Wednesday, October 14, 2009

Buying gold? Consider this instead...

Meanwhile, the yellow metal gold continues to flirt with its all time high levels. Last heard, it was comfortably perched well above the US$ 1,000 per ounce mark. And it may not be done yet by any stretch of imagination. Experts are of the opinion that it could easily double from here. And that includes Jim Rogers, one of the world's most respected commodity investors. Speaking to Moneynews, the fiery Rogers opined, "If you go back and adjust . . . for inflation back in 1980, gold should be over $2,000 an ounce. In my view it will get there again sometime in the next decade." Please note the last few words. He believes that gold would double sometime in the next decade. In other words, it may have started to look stretched from a near term perspective. In fact, even Rogers is not buying at current levels. But he also mentioned that if it goes down from here, he could once again start buying.

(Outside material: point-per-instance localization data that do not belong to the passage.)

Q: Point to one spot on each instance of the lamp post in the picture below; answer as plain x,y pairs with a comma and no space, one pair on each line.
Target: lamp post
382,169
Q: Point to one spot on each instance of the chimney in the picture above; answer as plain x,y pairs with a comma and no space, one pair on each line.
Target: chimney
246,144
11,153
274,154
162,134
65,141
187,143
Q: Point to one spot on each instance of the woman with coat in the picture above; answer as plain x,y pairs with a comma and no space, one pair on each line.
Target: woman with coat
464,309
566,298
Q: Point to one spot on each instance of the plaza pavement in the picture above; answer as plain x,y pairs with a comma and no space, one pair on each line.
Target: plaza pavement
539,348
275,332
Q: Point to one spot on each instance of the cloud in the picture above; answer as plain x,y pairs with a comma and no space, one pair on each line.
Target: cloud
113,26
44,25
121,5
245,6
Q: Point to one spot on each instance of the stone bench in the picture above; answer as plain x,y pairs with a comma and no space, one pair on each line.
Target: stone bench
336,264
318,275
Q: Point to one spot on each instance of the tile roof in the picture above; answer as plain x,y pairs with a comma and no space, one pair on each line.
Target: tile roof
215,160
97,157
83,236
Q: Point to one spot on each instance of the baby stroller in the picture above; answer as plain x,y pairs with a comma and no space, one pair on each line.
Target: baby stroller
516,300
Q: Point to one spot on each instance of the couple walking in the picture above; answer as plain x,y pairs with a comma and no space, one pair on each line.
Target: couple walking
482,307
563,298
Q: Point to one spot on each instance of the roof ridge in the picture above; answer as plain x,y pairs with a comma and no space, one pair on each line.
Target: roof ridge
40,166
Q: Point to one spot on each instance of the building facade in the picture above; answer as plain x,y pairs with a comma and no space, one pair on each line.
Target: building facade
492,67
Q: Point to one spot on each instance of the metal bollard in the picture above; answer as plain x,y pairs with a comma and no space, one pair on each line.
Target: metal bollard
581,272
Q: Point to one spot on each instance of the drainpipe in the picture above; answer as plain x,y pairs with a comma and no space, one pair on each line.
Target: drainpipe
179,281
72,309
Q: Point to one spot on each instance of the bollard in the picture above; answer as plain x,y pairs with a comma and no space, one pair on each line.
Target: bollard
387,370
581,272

While awaiting a dip in gold prices could be the best thing to do right now, you may not want to do the same for silver and instead start buying today itself. Yes, you've read that right. Taking into account the fundamentals, silver is looking more attractive than gold from a long term perspective. In fact, it has already beaten the yellow metal so far this year, rising three times more than the 17% returns earned by gold. Moreover, the fundamentals of silver seem to be more compelling than that of the yellow metal. As per DNA Money, the amount of silver out there is just 20% of the gold and secondly, silver due to its best in class heat and electrical conductivity and versatility could be used into a lot of applications, thus making it far more useful than just being a storehouse of value. In view of these factors, silver definitely needs to be considered seriously if one has to diversify away from fiat currencies.